Isolation and Identification of Nodule Bacteria

To isolate nodules, plants were gently uprooted and taken to the laboratory, where root samples were washed thoroughly under running tap water, surface-sterilized in a 3% sodium hypochlorite solution with 0.02% Tween 20 for 3 min, rinsed three times in sterilized distilled water, and dry-blotted onto sterilized filter paper (Lopez-Gomez et al., 2017). The nodules were then ground in a sterilized mortar, streaked onto a Luria-Bertani (LB) agar plate and incubated at 30°C for 2 days or onto a yeast extract mannitol agar (YMA) plate and incubated at 30°C for 5 days. Purified colonies were preserved in 20% (v/v) glycerol at −80°C for long-term storage and in slants for regular use.

Isolated strains were identified according to Singh et al. (2019). Briefly, genomic DNA was isolated using a Wizard® Genomic DNA Purification Kit (Promega) and 16S rRNA was amplified by PCR using 27f (5'-AGAGTTTGATCMTGGCTCAG-3') and 1492r (5'-GGTT-ACCTTGTACGACTT-3') universal primers with an Applied Biosystems PCR system. Amplified PCR products were purified by 1.2% agarose gel electrophoresis (Bio-Rad, Shanghai, China) and sequenced from both directions at Qingke Biotech (Qingdao, China). Sequence annotations were compared to the EzBioCloud database (Yoon et al., 2017).

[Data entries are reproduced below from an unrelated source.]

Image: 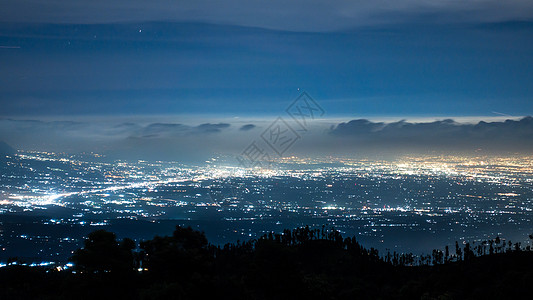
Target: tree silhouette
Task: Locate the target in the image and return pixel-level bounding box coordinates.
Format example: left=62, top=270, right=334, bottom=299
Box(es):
left=72, top=230, right=135, bottom=273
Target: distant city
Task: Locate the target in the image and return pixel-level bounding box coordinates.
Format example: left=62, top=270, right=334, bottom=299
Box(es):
left=0, top=151, right=533, bottom=266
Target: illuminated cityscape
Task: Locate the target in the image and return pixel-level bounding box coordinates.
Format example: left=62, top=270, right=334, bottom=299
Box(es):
left=0, top=151, right=533, bottom=263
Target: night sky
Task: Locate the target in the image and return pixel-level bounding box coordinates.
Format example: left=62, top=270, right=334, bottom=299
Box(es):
left=0, top=0, right=533, bottom=161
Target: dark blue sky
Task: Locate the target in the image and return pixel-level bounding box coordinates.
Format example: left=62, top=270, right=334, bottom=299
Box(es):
left=0, top=22, right=533, bottom=116
left=0, top=0, right=533, bottom=118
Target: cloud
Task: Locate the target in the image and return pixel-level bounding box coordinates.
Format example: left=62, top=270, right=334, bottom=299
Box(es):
left=0, top=117, right=533, bottom=162
left=239, top=124, right=256, bottom=131
left=329, top=117, right=533, bottom=152
left=0, top=141, right=15, bottom=159
left=0, top=0, right=533, bottom=31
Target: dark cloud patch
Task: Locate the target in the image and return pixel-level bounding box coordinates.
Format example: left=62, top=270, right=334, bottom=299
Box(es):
left=195, top=123, right=230, bottom=133
left=330, top=117, right=533, bottom=152
left=0, top=141, right=16, bottom=159
left=239, top=124, right=256, bottom=131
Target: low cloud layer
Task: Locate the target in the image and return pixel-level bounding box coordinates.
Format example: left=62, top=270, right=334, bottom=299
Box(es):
left=329, top=117, right=533, bottom=152
left=0, top=0, right=533, bottom=31
left=0, top=117, right=533, bottom=162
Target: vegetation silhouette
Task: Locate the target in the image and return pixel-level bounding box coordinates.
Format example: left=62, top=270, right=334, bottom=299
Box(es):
left=0, top=226, right=533, bottom=299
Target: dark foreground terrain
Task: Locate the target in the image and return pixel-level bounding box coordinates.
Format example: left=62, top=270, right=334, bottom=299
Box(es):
left=0, top=227, right=533, bottom=299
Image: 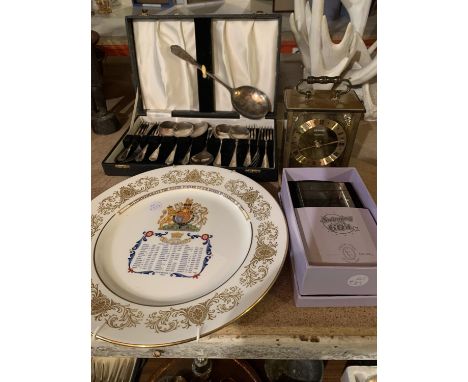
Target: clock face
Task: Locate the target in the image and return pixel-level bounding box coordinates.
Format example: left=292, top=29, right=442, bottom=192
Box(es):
left=291, top=118, right=346, bottom=166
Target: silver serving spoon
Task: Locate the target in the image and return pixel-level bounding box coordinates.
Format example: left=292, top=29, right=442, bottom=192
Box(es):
left=148, top=121, right=176, bottom=162
left=213, top=124, right=231, bottom=166
left=229, top=125, right=249, bottom=167
left=190, top=129, right=213, bottom=165
left=135, top=124, right=159, bottom=162
left=164, top=122, right=193, bottom=166
left=180, top=122, right=208, bottom=165
left=171, top=45, right=271, bottom=119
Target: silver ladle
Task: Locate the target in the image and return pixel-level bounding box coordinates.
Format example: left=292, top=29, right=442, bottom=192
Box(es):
left=171, top=45, right=271, bottom=119
left=164, top=122, right=193, bottom=166
left=180, top=122, right=208, bottom=165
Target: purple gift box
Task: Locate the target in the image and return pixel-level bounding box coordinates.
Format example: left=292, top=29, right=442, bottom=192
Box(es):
left=280, top=167, right=377, bottom=306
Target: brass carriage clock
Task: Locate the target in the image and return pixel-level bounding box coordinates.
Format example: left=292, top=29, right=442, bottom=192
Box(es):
left=283, top=76, right=366, bottom=167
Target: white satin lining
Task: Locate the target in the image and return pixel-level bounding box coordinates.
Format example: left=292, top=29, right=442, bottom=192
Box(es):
left=133, top=20, right=199, bottom=111
left=212, top=20, right=278, bottom=111
left=133, top=20, right=278, bottom=112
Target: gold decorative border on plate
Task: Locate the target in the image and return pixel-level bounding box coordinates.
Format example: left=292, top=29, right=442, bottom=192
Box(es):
left=91, top=215, right=104, bottom=237
left=97, top=177, right=159, bottom=215
left=146, top=286, right=242, bottom=333
left=240, top=221, right=278, bottom=287
left=91, top=281, right=143, bottom=330
left=224, top=179, right=271, bottom=220
left=161, top=169, right=224, bottom=186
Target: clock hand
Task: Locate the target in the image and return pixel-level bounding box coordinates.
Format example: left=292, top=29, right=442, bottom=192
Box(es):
left=318, top=141, right=338, bottom=148
left=298, top=141, right=338, bottom=152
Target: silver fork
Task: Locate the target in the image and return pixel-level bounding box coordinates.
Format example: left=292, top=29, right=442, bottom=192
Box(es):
left=148, top=126, right=162, bottom=162
left=135, top=123, right=159, bottom=162
left=262, top=129, right=273, bottom=168
left=249, top=127, right=263, bottom=167
left=244, top=126, right=255, bottom=167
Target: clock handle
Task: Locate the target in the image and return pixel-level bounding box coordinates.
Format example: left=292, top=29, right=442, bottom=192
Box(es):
left=296, top=76, right=352, bottom=101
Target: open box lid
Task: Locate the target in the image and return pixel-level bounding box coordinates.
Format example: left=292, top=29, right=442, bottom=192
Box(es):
left=126, top=13, right=281, bottom=118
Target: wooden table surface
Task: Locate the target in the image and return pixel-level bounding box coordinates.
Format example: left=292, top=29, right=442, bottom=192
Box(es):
left=91, top=115, right=377, bottom=360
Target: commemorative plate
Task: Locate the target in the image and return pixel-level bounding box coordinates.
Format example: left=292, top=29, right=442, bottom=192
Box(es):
left=91, top=166, right=288, bottom=347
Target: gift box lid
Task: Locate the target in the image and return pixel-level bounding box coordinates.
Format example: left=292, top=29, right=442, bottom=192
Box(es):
left=126, top=13, right=281, bottom=118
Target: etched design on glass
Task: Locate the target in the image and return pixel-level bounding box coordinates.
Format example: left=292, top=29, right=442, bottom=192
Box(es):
left=320, top=214, right=359, bottom=235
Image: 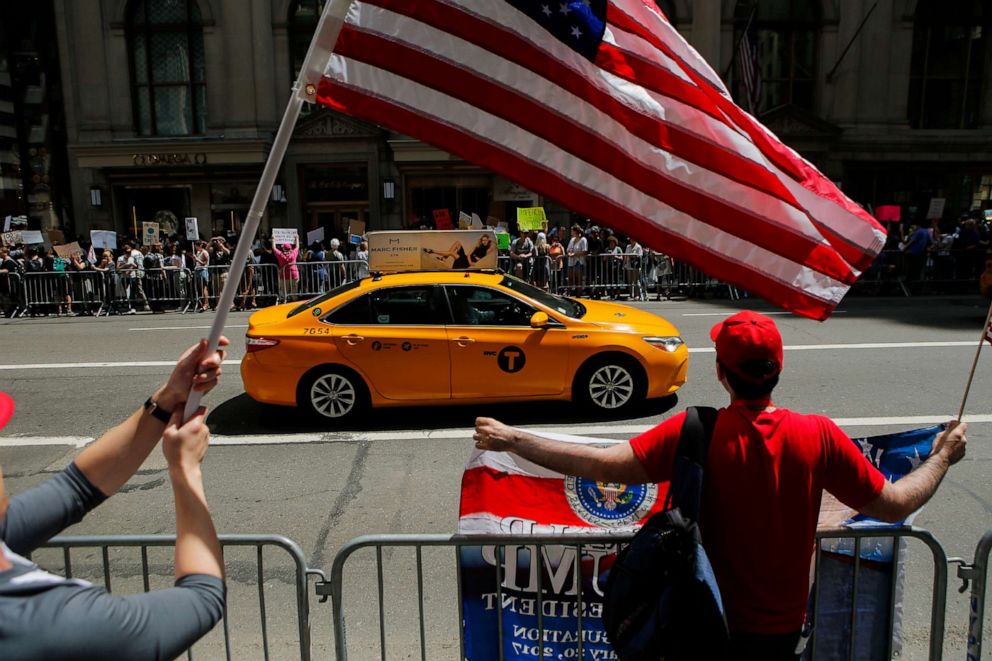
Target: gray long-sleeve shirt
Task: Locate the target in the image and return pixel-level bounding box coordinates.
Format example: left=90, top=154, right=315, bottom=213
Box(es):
left=0, top=464, right=225, bottom=661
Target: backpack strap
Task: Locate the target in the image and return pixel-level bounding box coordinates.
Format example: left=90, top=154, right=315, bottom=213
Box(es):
left=665, top=406, right=717, bottom=521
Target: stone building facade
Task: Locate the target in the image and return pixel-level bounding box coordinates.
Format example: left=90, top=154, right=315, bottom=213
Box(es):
left=36, top=0, right=992, bottom=242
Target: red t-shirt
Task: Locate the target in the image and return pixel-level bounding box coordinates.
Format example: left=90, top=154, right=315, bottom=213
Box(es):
left=630, top=402, right=885, bottom=634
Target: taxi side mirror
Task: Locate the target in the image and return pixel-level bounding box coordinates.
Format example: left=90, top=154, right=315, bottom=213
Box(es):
left=530, top=312, right=550, bottom=328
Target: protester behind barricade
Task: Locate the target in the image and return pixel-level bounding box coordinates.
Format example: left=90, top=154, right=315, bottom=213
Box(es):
left=355, top=241, right=369, bottom=280
left=474, top=311, right=967, bottom=661
left=276, top=236, right=300, bottom=302
left=327, top=239, right=348, bottom=288
left=0, top=338, right=228, bottom=660
left=45, top=247, right=76, bottom=317
left=210, top=236, right=231, bottom=310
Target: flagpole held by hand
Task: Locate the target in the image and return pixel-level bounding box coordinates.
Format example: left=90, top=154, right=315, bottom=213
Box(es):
left=183, top=0, right=351, bottom=420
left=958, top=296, right=992, bottom=422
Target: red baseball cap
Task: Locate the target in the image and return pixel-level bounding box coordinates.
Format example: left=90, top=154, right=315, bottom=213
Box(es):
left=710, top=310, right=782, bottom=383
left=0, top=391, right=14, bottom=429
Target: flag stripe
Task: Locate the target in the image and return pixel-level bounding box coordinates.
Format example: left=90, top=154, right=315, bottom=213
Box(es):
left=318, top=71, right=847, bottom=319
left=335, top=26, right=855, bottom=283
left=607, top=1, right=885, bottom=270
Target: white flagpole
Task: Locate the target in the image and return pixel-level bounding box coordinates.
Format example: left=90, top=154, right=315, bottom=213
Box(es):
left=958, top=296, right=992, bottom=422
left=183, top=0, right=351, bottom=420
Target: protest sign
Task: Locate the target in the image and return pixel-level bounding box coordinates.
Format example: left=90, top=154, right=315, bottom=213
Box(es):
left=272, top=227, right=300, bottom=246
left=927, top=197, right=947, bottom=220
left=52, top=241, right=83, bottom=259
left=517, top=207, right=548, bottom=231
left=875, top=204, right=902, bottom=223
left=307, top=227, right=324, bottom=246
left=21, top=230, right=45, bottom=246
left=141, top=221, right=159, bottom=246
left=186, top=218, right=200, bottom=241
left=432, top=209, right=454, bottom=230
left=368, top=230, right=497, bottom=271
left=90, top=230, right=117, bottom=250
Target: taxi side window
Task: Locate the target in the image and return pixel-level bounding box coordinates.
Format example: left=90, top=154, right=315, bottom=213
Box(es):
left=369, top=285, right=448, bottom=326
left=447, top=287, right=536, bottom=327
left=324, top=295, right=371, bottom=326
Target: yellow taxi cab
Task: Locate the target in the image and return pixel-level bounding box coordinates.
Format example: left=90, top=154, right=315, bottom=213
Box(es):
left=241, top=271, right=688, bottom=420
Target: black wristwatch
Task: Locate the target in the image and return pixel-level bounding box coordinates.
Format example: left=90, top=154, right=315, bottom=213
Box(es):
left=145, top=397, right=172, bottom=424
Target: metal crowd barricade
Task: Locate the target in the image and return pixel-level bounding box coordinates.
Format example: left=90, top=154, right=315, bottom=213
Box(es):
left=33, top=535, right=326, bottom=661
left=958, top=530, right=992, bottom=661
left=332, top=527, right=952, bottom=661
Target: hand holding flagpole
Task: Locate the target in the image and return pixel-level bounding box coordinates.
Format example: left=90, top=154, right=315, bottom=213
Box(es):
left=183, top=0, right=351, bottom=420
left=958, top=296, right=992, bottom=422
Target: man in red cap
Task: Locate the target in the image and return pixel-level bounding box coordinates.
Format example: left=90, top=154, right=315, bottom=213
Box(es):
left=474, top=311, right=967, bottom=661
left=0, top=338, right=228, bottom=659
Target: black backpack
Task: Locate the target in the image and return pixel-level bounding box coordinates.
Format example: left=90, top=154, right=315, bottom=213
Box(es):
left=603, top=407, right=730, bottom=661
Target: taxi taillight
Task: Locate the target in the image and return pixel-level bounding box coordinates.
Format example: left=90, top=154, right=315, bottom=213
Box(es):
left=245, top=337, right=279, bottom=353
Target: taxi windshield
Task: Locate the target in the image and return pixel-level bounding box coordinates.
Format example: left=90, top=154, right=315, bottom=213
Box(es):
left=286, top=280, right=362, bottom=319
left=499, top=275, right=586, bottom=319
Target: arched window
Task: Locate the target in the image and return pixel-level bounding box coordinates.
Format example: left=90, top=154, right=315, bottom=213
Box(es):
left=289, top=0, right=325, bottom=81
left=908, top=0, right=992, bottom=129
left=127, top=0, right=207, bottom=136
left=733, top=0, right=821, bottom=112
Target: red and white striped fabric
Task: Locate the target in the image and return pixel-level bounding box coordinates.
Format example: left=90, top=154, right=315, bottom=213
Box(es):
left=309, top=0, right=885, bottom=319
left=458, top=433, right=667, bottom=535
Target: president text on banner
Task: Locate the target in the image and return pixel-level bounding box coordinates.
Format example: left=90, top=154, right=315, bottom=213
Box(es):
left=368, top=230, right=497, bottom=272
left=303, top=0, right=885, bottom=319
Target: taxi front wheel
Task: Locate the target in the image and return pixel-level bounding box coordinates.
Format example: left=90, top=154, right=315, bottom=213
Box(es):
left=573, top=358, right=646, bottom=413
left=297, top=368, right=368, bottom=420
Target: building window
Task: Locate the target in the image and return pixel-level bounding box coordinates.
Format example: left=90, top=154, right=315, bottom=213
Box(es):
left=127, top=0, right=207, bottom=136
left=733, top=0, right=822, bottom=112
left=909, top=0, right=992, bottom=129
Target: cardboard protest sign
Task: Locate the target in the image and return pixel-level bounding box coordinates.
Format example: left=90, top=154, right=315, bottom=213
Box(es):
left=307, top=227, right=324, bottom=246
left=368, top=230, right=497, bottom=271
left=90, top=230, right=117, bottom=250
left=517, top=207, right=548, bottom=231
left=21, top=230, right=45, bottom=246
left=52, top=241, right=83, bottom=259
left=432, top=209, right=454, bottom=230
left=272, top=227, right=300, bottom=246
left=875, top=204, right=902, bottom=223
left=927, top=197, right=947, bottom=220
left=141, top=221, right=159, bottom=246
left=186, top=218, right=200, bottom=241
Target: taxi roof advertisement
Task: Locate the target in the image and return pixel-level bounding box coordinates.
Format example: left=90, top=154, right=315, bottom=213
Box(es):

Construction of Artificial Culture System for Isolate Nodulation

Two-hundred wild soybean seeds collected from the Yellow River Delta were scarified by immersion in concentrated H2SO4 (98.3% vol/vol) for 5 min to make the seed coat thinner and more conducive to germination. Then, the seeds were immediately washed with cool running sterile water for 5–10 min and germinated on 1.0% water-agar plates at 25°C in the dark (Lopez-Gomez et al., 2017). Once rooting and germination had occurred after approximately 2 days, the seedlings were transferred to 100 ml of sterile nitrogen-free liquid medium [3 g Ca(NO3)2•4H2O, 0.46 g CaSO4, 0.075 g KCl, 0.06 g MgSO4•7H2O, 0.136 g K2HPO4•2H2O, 0.075 g iron citrate, and 1 ml of trace element solution (2.86 g H3BO3, 1.81 g MnSO4, 0.22 g ZnSO4, 0.80 g CuSO4•5H2O, and 0.02 g H2MoO4 in 1000 ml ddH2O), and 1,000 ml of ddH2O] according to Chen and Wang (2011) in 21 grass test tubes (200 × 40 mm) scaffolded with filter paper. Two bacterial isolates were from the Yellow River Delta and one was from the coastal region. For each bacterial isolate, five tubes were used as the experimental group and two as the control group, with three seedlings per tube. After 2 days, the seedlings were inoculated into 1 ml of nitrogen-free liquid medium containing Sinorhizobium sp., (c. 109 cell/ml) grown in tryptone-yeast extract (TY) medium (5 g tryptone, 3 g yeast extract, 0.7 g CaCl2•2H2O, 1,000 ml ddH2O, and pH 6.8–7.0) and washed twice in logarithmic phase by suspension and centrifugation in nitrogen-free liquid medium to remove the TY medium nutrients. Plants were grown in a controlled environmental chamber for 2 weeks with a 16/8 h light-dark cycle, 23/18°C day-night temperature, and 55/65% relative humidity. Control plants were cultivated in the same nutrient solution without Sinorhizobium sp., inoculation.

Statistical Analysis

Results are presented as the mean ± standard deviation of three independent experiments. Statistical differences were determined by one-way analysis of variance followed by Tukey’s test in SPSS version 17.0 (IBM, Armonk, NY, USA), with p < 0.05 considered significant.

Results and Discussion

Bacterial Community Composition in the Root Zone of Saline-Alkali Soils

To investigate the effect of saline-alkali soils on the root and nodule microbiomes of wild soybean, we analyzed the root zone microbiome of wild soybean grown in two saline-alkali soil types from the Yellow River Delta near to Dongying city (SDY) and coastal soil (Ss). A total of 1,528 ± 39 and 1,797 ± 246 OTUs were obtained from the clean sequences from the SDY and Ss root zones, respectively (Supplementary Table S1), whereas only 358 ± 209 and 164 ± 10 OTUs were obtained from the nodules of wild soybean grown in these regions, respectively. We found that the barren sand root zone carried more OTUs than the fertile soil; however, our previous study identified 191 ± 13 OTUs in nodules using PacBio’s circular consensus sequencing for full-length bacterial 16S rRNA (Zheng et al., 2020), similar to the 164 ± 10 OTUs obtained here. The dataset was rarefied to an even sequencing depth of 20,000 sequences and 2,423 bacterial OTUs were identified. The Shannon and Simpson diversity indices and Chao1 richness estimator for the 16S V5-V7 replicon sequencing of these samples are shown in Figure 1 and Supplementary Table S2, while the Venn diagram is shown in Supplementary Figure S1.

Figure 1.

Figure 1

Alpha diversity indices of 16S rRNA sequences in the two nodule samples and two root zone samples from wild soybean.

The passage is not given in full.